Limone sul Garda: il profumo degli agrumi
Incastonato tra le montagne e la sponda bresciana del Lago di Garda, Limone deve il suo fascino (e il suo nome) alle storiche coltivazioni di agrumi. Ancora oggi è possibile visitare la Limonaia del Castel, una struttura del XVIII secolo che testimonia l'antica tradizione agricola locale. La primavera è la stagione perfetta per esplorare i vicoli del porto e del centro storico, ma anche per i più sportivi: la celebre Ciclopista del Garda, sospesa sull’acqua, offre in questo periodo viste spettacolari senza il calore eccessivo dei mesi estivi.
Pienza: l'armonia rinascimentale in Val d’Orcia
Patrimonio dell'umanità UNESCO, Pienza rappresenta il sogno architettonico di Papa Pio II, che nel XV secolo la volle trasformare nella "città ideale". Situata nel cuore della Toscana, la cittadina è un capolavoro di proporzioni e prospettive rinascimentali, con Piazza Pio II e Palazzo Piccolomini a fare da perno.

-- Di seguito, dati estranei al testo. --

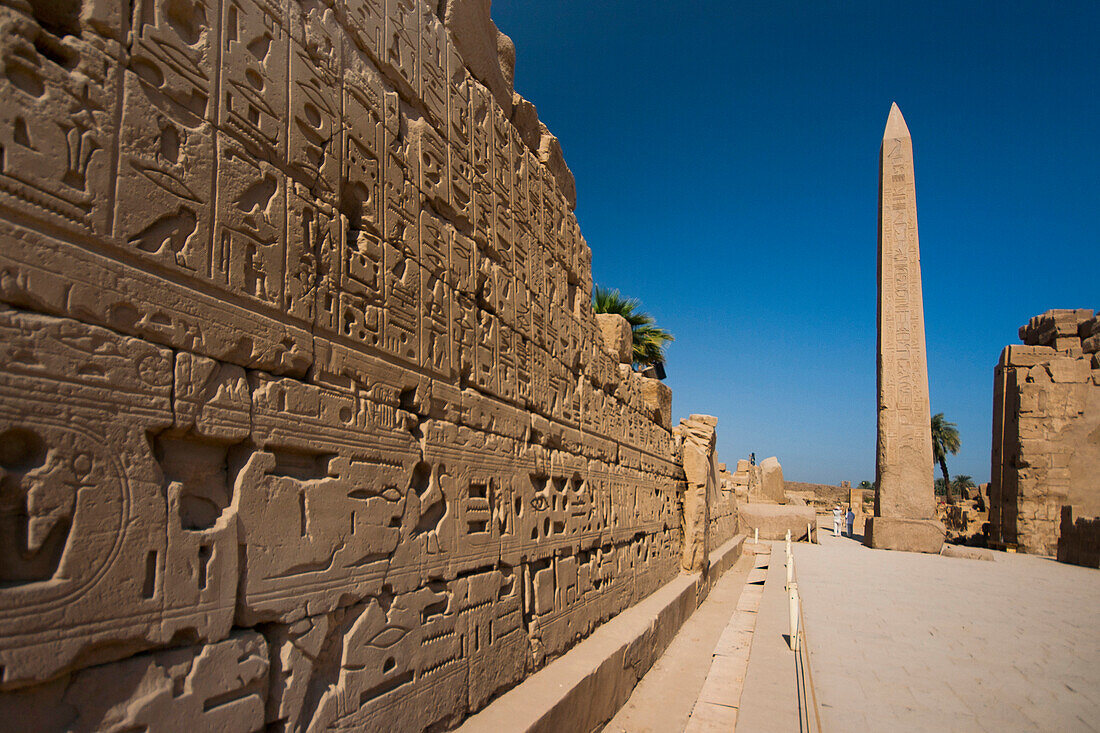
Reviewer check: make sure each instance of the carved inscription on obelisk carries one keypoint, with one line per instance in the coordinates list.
(903, 467)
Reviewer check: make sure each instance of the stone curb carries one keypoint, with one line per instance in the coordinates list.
(584, 688)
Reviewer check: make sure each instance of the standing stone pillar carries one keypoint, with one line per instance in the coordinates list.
(904, 499)
(701, 470)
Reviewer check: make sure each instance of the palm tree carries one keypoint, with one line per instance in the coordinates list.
(945, 439)
(649, 340)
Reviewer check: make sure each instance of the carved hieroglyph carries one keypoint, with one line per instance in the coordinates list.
(903, 467)
(306, 419)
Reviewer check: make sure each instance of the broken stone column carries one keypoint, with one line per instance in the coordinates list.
(904, 502)
(771, 482)
(701, 470)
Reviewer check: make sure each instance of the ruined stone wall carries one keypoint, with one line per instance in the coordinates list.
(827, 494)
(305, 418)
(1046, 430)
(1078, 542)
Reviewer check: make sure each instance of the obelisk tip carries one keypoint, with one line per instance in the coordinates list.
(895, 124)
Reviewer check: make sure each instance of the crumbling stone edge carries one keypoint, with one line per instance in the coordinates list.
(584, 688)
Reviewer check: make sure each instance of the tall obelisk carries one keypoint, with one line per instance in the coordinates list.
(904, 500)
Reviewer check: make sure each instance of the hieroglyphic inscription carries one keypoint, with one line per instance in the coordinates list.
(297, 369)
(904, 449)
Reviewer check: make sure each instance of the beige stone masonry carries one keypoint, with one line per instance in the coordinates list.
(1046, 433)
(306, 420)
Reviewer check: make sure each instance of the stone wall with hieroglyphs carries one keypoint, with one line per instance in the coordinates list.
(305, 417)
(1046, 430)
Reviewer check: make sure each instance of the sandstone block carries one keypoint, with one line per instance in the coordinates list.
(774, 520)
(1046, 329)
(551, 156)
(905, 535)
(1015, 354)
(216, 687)
(618, 338)
(771, 480)
(488, 54)
(701, 471)
(657, 396)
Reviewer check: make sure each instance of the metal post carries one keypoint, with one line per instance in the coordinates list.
(792, 593)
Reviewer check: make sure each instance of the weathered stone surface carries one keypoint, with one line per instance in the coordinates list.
(488, 54)
(551, 156)
(771, 481)
(1078, 542)
(903, 467)
(657, 396)
(701, 471)
(297, 356)
(904, 535)
(216, 687)
(618, 338)
(774, 520)
(1046, 434)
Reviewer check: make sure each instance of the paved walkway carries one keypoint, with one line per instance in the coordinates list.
(770, 697)
(663, 699)
(910, 642)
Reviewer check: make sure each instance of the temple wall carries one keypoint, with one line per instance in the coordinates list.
(305, 416)
(1046, 430)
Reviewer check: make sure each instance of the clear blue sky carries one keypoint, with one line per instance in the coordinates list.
(726, 163)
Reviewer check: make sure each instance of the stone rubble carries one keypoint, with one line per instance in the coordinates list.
(1046, 435)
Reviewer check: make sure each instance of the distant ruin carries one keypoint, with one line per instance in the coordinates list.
(1046, 437)
(305, 416)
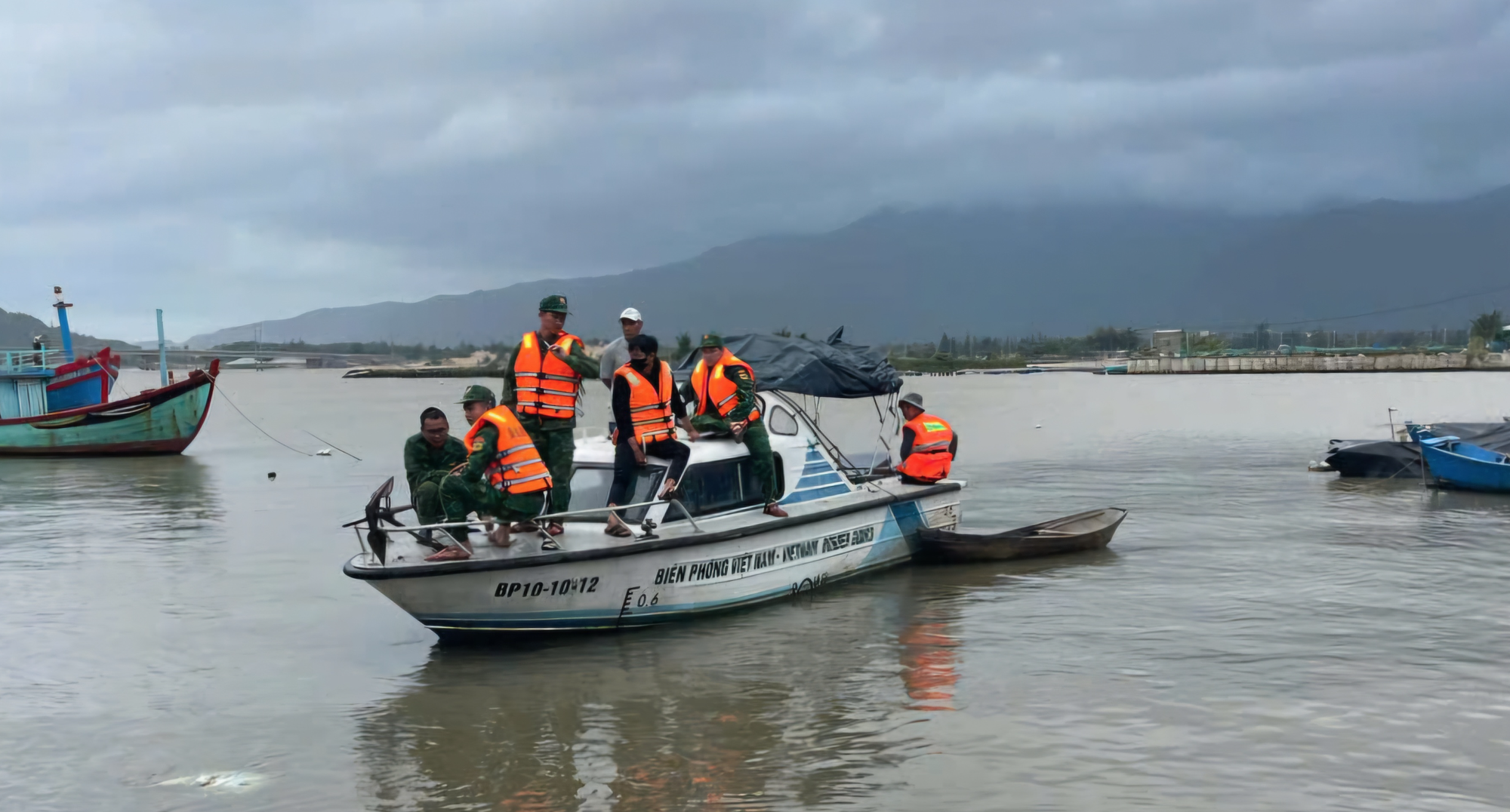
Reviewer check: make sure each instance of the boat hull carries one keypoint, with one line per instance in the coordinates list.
(1456, 470)
(159, 422)
(673, 583)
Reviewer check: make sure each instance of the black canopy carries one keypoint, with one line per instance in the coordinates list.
(819, 369)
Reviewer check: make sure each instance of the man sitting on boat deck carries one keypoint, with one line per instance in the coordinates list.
(647, 408)
(504, 478)
(544, 386)
(928, 444)
(428, 458)
(724, 390)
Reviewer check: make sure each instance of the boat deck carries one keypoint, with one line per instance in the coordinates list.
(587, 540)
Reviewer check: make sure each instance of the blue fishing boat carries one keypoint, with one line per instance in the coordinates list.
(1458, 464)
(55, 404)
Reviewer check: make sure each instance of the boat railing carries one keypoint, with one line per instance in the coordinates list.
(413, 529)
(29, 360)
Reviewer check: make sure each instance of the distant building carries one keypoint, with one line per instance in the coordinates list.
(1169, 343)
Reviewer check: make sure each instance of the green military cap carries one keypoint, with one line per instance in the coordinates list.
(478, 393)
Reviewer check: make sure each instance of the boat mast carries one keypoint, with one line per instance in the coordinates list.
(63, 322)
(162, 349)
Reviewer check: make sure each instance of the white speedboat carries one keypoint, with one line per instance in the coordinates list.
(710, 552)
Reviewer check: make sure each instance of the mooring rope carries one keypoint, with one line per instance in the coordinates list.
(259, 428)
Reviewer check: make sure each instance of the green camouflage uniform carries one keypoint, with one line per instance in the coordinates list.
(552, 435)
(425, 467)
(756, 438)
(470, 490)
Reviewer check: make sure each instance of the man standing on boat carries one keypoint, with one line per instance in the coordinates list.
(647, 408)
(504, 476)
(618, 351)
(544, 386)
(928, 444)
(428, 458)
(724, 390)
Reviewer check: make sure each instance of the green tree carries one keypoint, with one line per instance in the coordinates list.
(1488, 327)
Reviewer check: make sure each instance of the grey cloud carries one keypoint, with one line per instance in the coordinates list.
(245, 161)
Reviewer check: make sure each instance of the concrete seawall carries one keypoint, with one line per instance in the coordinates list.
(1310, 364)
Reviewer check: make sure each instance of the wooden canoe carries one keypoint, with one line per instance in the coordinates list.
(1089, 531)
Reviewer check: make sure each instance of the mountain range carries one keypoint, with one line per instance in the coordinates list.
(17, 331)
(1003, 271)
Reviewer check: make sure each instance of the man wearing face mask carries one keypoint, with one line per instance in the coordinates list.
(647, 408)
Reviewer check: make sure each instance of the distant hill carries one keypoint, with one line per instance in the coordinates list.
(17, 331)
(997, 271)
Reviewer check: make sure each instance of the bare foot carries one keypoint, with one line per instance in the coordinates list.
(449, 555)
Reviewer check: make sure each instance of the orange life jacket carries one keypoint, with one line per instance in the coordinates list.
(517, 467)
(718, 389)
(544, 384)
(650, 410)
(929, 460)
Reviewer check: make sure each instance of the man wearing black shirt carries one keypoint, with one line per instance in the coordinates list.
(630, 454)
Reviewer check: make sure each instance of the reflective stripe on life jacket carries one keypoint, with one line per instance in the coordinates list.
(718, 387)
(650, 410)
(516, 467)
(543, 384)
(931, 440)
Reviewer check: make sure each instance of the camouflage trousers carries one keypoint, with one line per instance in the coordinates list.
(558, 452)
(757, 441)
(461, 497)
(428, 502)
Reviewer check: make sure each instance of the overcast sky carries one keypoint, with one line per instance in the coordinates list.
(256, 159)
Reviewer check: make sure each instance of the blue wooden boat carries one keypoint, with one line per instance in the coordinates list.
(55, 404)
(158, 422)
(1458, 464)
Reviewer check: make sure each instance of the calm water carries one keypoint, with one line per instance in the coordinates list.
(1259, 638)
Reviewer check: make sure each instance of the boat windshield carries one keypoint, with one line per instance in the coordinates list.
(590, 488)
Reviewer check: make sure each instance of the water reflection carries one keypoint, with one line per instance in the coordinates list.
(144, 499)
(809, 703)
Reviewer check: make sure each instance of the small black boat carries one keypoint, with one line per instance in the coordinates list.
(1089, 531)
(1402, 460)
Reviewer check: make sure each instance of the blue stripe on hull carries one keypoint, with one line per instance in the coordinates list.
(893, 547)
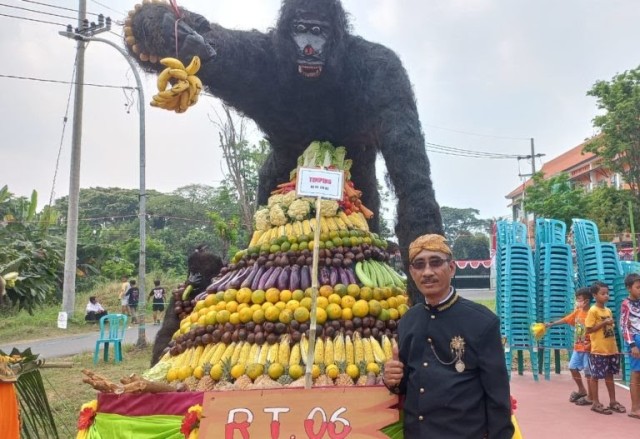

In primavera, la Val d'Orcia che la circonda si trasforma in un tappeto verde smeraldo, regalando quegli scenari iconici fatti di colline dolci e luce calda che rendono il soggiorno un'esperienza quasi fuori dal tempo.
Spello: il mosaico floreale dell'Umbria
Ai piedi del Monte Subasio sorge Spello, borgo medievale dove la pietra rosa del Subasio incontra il colore dei fiori. Passeggiando tra gli archi e i vicoli, si rimane colpiti dalla cura con cui gli abitanti decorano balconi e finestre. Oltre all'aspetto floreale, Spello custodisce tesori d'arte come la Cappella Baglioni, affrescata dal Pinturicchio. Sebbene le celebri Infiorate (i tappeti di petali realizzati in occasione del Corpus Domini) siano previste per il 6 e 7 giugno 2026, già nei mesi di marzo e aprile il borgo si prepara alla stagione con fioriture che ne esaltano l'architettura antica.
Ostuni: il bagliore bianco della Valle d’Itria
Conosciuta in tutto il mondo come la "Città Bianca", Ostuni domina la piana degli ulivi secolari in Puglia. La caratteristica colorazione a calce delle case nel centro storico, chiamato "La Terra", risale al XVII secolo e oggi viene mantenuta per ordinanza comunale a tutela della tradizione. In primavera, il contrasto tra il bianco accecante delle abitazioni, l'azzurro del cielo e il verde brillante delle campagne circostanti è più vivido che mai. Il percorso tra le ripide scalinate conduce fino alla Cattedrale, uno dei massimi esempi di gotico pugliese, offrendo una vista che spazia fino al mare Adriatico.